As temáticas que permeiam sua obra são profundamente humanas: a solidão, a paralisia diante da vida, a relação complexa com o corpo e a busca por sentido em um mundo que parece ter perdido o seu norte. Levrero não oferece respostas fáceis; pelo contrário, ele convida o leitor a habitar a dúvida, transformando a incerteza em um terreno fértil para a reflexão filosófica e a empatia.
4. Fatos e Curiosidades Biográficas Comprovadas
Um fato marcante na vida de Levrero foi sua resistência em se tornar um "escritor profissional" nos moldes tradicionais. Ele passou anos vivendo de forma reclusa, dedicando-se a atividades como a resolução de palavras cruzadas e a criação de jogos de lógica, que ele considerava exercícios fundamentais para a mente. Essa rotina, muitas vezes vista como excêntrica, era, na verdade, uma forma de manter sua integridade criativa longe das pressões do mercado editorial.

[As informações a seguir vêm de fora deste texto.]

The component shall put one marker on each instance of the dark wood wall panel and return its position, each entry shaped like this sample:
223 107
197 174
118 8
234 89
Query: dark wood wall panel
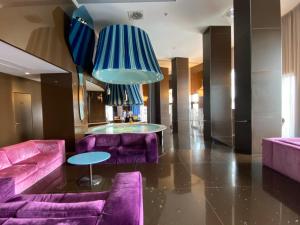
8 85
242 66
258 73
57 101
217 84
44 37
96 112
181 100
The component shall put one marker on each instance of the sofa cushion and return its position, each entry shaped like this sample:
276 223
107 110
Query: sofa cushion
131 150
133 139
7 188
60 210
20 152
62 198
104 140
292 141
50 221
4 162
10 209
42 159
86 144
19 172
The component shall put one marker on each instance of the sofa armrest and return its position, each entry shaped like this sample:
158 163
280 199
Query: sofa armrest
152 148
86 144
45 146
7 189
124 204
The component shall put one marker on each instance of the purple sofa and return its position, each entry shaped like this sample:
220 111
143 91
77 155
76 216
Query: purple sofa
123 204
283 155
30 161
124 148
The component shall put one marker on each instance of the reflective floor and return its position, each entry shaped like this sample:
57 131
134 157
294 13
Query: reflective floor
196 184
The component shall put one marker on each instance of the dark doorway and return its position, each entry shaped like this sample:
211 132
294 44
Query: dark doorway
23 116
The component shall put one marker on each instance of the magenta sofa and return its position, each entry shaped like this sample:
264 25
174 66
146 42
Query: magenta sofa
123 204
124 148
30 161
282 155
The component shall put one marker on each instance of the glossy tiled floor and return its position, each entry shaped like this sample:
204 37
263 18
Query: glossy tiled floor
198 184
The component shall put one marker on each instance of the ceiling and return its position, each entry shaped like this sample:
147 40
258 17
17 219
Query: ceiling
287 5
174 27
17 62
93 87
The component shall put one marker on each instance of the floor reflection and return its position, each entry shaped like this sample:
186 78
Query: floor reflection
205 183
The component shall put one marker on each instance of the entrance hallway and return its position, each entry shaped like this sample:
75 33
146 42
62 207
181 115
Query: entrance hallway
200 185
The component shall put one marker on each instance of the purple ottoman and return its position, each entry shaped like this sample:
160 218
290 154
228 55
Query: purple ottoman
124 148
123 204
282 155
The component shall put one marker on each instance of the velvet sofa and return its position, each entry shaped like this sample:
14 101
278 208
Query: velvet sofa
123 204
282 155
124 148
28 162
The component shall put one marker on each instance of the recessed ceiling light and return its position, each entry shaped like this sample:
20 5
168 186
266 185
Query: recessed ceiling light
230 13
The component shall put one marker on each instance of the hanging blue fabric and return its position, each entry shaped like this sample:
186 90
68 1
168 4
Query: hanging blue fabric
82 38
118 94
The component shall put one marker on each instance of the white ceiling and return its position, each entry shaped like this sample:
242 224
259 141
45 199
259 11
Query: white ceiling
174 27
287 5
17 62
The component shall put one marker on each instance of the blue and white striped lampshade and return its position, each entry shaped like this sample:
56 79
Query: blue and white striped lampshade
82 38
125 56
118 94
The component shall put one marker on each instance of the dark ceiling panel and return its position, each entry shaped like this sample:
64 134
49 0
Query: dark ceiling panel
120 1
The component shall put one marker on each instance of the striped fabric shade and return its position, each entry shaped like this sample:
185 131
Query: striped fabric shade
82 38
125 56
119 94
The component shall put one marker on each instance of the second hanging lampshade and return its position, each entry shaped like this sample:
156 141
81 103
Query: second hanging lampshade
125 56
118 94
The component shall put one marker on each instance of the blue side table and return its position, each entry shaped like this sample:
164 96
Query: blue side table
89 158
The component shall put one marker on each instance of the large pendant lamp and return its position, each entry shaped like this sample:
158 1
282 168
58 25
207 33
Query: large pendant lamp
118 95
82 38
125 56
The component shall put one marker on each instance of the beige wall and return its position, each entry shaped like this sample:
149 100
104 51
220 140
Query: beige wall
9 85
40 30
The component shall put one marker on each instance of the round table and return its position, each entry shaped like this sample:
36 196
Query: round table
120 128
89 158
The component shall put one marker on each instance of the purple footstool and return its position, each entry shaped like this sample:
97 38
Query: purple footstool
123 204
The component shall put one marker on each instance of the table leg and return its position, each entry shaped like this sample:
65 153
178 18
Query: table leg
91 180
91 174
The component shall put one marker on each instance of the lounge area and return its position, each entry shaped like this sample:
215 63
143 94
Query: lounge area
149 112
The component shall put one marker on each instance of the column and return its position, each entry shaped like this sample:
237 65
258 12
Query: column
257 73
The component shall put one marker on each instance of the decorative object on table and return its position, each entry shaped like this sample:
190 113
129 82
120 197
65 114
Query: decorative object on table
123 202
82 38
136 128
118 95
81 93
125 56
124 148
89 158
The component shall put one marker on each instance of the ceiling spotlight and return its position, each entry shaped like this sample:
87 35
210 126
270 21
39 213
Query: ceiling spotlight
230 12
135 15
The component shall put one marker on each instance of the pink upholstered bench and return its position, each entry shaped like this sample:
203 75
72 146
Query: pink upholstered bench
282 155
28 162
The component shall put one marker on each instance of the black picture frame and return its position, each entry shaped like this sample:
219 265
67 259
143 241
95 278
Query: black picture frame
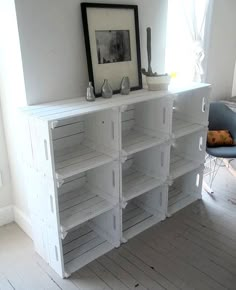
136 60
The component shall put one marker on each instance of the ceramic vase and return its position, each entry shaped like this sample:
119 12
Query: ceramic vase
106 89
125 86
90 97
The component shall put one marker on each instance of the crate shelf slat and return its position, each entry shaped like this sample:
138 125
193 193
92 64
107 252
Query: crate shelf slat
136 183
82 158
80 207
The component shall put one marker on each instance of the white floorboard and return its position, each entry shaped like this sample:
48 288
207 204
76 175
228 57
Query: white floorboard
194 249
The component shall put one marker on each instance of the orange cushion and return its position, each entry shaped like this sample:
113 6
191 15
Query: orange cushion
219 138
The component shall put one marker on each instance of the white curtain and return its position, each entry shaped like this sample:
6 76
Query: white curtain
185 38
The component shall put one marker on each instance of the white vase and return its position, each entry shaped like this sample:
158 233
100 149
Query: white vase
158 83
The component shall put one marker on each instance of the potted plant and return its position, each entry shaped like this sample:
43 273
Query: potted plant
155 81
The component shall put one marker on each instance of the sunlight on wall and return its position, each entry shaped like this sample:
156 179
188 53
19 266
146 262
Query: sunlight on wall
185 38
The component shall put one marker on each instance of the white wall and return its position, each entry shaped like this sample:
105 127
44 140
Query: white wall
52 45
12 95
5 189
50 64
222 48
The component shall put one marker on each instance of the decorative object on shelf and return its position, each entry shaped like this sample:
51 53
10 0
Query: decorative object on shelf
106 90
112 43
90 97
125 86
155 81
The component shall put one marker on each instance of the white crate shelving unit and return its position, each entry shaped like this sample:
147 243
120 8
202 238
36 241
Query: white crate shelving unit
189 130
99 173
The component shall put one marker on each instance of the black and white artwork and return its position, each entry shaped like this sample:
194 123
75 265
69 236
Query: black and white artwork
113 46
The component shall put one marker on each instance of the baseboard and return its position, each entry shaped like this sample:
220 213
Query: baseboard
6 215
23 221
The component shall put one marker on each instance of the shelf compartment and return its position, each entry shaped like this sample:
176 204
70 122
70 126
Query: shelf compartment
87 195
91 240
188 153
192 108
144 211
134 141
81 207
81 158
85 142
136 183
185 190
145 125
144 171
180 165
181 128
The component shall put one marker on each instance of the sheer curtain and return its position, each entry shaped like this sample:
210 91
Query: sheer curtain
185 50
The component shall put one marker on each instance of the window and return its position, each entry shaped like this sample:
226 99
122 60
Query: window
186 35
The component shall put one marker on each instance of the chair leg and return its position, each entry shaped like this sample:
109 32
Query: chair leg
214 164
207 188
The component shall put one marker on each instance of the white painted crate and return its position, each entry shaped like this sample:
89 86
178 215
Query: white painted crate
84 142
90 240
185 190
146 124
187 153
145 170
91 166
88 194
144 211
190 111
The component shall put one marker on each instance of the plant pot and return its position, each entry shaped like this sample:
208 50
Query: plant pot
158 83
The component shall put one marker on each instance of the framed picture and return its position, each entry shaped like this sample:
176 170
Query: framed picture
112 43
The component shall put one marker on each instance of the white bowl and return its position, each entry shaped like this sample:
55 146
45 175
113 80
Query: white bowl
158 83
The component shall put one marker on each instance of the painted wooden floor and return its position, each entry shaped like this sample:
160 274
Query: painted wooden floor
195 249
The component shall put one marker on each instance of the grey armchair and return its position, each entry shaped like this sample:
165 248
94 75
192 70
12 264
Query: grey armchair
221 117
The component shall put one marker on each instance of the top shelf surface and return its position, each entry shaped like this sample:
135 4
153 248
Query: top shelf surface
60 110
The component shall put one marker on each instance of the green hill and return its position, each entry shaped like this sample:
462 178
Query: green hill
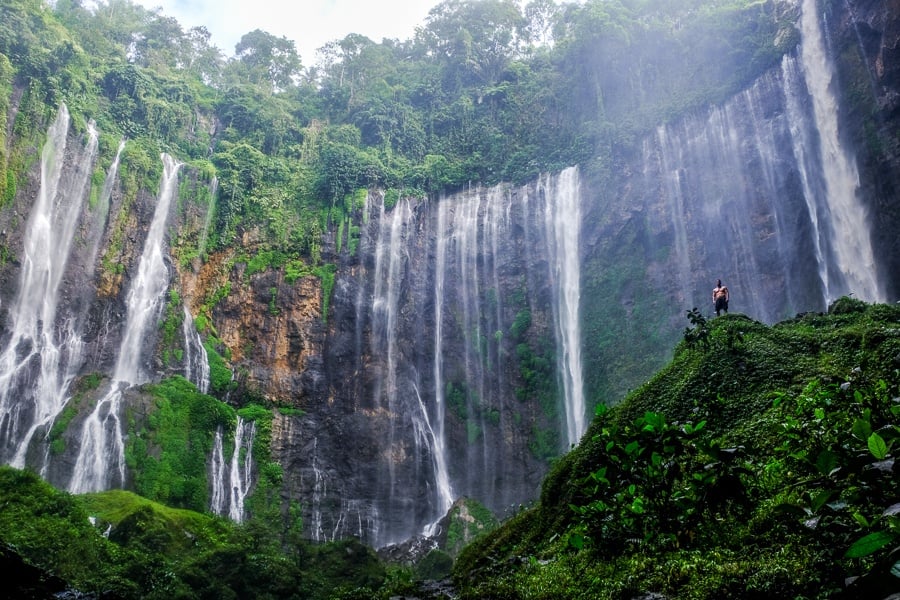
758 464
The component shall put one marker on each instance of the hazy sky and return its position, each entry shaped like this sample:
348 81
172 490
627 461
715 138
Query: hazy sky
309 23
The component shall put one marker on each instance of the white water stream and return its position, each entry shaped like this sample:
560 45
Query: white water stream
847 218
42 356
101 458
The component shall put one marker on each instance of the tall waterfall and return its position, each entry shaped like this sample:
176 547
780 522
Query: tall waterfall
761 193
231 482
196 360
241 468
850 241
101 457
447 402
563 226
42 354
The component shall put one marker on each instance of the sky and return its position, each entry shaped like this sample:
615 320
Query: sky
310 24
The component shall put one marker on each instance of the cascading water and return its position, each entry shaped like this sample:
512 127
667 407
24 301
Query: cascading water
101 456
196 360
218 497
563 225
778 219
210 212
241 468
42 355
850 241
447 277
230 483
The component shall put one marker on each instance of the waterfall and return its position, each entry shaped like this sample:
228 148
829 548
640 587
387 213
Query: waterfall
42 354
241 468
445 491
101 457
196 360
319 492
207 221
218 498
230 483
850 239
389 263
563 226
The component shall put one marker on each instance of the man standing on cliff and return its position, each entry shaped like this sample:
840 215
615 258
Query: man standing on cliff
720 297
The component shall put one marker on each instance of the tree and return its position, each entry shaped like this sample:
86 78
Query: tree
268 59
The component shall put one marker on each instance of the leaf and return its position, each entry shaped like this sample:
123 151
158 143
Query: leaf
862 429
819 500
877 446
576 540
869 544
826 462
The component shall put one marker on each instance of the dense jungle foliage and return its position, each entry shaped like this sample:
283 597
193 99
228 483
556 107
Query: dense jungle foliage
775 443
760 463
485 91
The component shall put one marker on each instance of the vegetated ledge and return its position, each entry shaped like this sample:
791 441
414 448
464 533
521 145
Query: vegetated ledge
760 463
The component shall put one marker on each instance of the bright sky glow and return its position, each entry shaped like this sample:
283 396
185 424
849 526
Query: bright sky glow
309 23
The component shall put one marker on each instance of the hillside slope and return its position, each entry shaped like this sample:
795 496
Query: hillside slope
758 464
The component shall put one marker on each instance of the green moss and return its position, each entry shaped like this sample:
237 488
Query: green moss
698 485
169 458
82 387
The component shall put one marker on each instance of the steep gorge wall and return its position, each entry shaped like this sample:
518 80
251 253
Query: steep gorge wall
436 371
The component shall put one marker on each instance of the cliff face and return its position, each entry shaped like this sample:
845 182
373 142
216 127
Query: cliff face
468 337
866 35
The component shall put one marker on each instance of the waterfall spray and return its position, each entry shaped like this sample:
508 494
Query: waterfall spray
30 400
101 456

Levrero também foi um mestre na arte da correspondência e um entusiasta da tecnologia, sendo um dos primeiros escritores uruguaios a explorar as possibilidades da escrita em computador. Ele recebeu o prestigioso Prêmio Konex em 2004, pouco antes de seu falecimento, um reconhecimento que, embora tardio, validou a importância de sua obra para a literatura de língua espanhola. Sua vida foi um testemunho de que a literatura, quando despida de vaidades, pode ser um ato de coragem absoluta.

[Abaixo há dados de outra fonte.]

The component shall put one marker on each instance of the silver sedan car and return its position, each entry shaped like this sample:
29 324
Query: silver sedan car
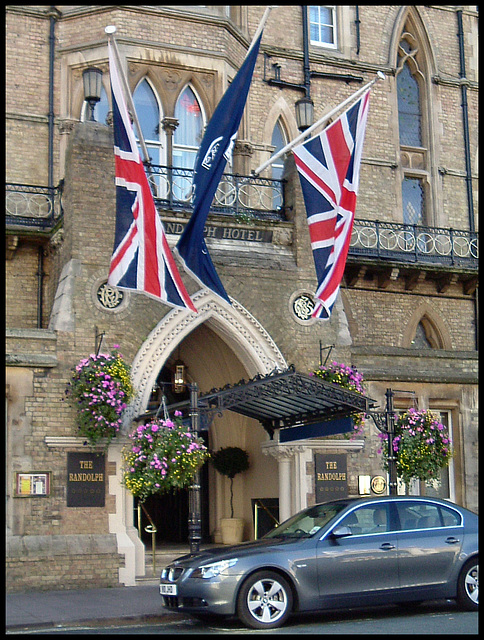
343 553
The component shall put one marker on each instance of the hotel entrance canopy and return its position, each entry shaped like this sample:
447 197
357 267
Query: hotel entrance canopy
286 399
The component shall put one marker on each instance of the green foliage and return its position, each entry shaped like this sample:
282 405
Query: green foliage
100 390
229 461
348 378
421 444
164 456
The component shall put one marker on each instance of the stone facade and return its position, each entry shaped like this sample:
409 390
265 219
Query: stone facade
54 316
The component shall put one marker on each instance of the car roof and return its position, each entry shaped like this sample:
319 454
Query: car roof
363 499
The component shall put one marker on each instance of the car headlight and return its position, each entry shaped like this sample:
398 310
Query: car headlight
214 569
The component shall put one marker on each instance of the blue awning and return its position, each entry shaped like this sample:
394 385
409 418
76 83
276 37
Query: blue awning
316 430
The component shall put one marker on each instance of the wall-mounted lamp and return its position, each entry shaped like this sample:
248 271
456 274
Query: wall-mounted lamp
179 380
91 79
304 113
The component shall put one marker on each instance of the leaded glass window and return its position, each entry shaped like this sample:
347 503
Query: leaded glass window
413 200
409 115
322 25
278 142
188 134
148 113
420 340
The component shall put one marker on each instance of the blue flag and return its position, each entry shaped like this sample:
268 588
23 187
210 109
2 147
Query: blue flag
215 150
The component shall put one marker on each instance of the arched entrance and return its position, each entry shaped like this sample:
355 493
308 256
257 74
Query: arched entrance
220 345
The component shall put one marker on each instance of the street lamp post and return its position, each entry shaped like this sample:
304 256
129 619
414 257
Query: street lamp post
385 422
194 505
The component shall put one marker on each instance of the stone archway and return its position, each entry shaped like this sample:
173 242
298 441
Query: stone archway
247 341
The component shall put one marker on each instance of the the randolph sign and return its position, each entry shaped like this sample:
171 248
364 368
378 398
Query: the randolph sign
86 476
224 232
331 476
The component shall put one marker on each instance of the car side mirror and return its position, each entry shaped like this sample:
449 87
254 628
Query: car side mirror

5. Legado e Impacto na Literatura Universal
O legado de Mario Levrero reside na liberdade que ele conferiu à literatura. Ele provou que é possível escrever sobre o "nada", sobre o tédio e sobre os pequenos detalhes da vida cotidiana, e, ao fazê-lo, tocar o infinito. Sua influência sobre as novas gerações de escritores latino-americanos é imensa, pois ele ensinou que a literatura não precisa de grandes eventos para ser grandiosa; ela precisa apenas de um olhar atento e de uma alma disposta a se revelar.
Ler Levrero hoje é um ato de resistência contra a superficialidade. Em um mundo acelerado e saturado de informações, sua obra nos convida a parar, a observar o silêncio e a reconhecer que, mesmo na confusão e na incerteza, existe uma beleza inefável. Ele permanece, portanto, como um autor indispensável, cuja voz continua a ressoar com a clareza de quem compreendeu, com bondade e rigor, o que significa estar vivo.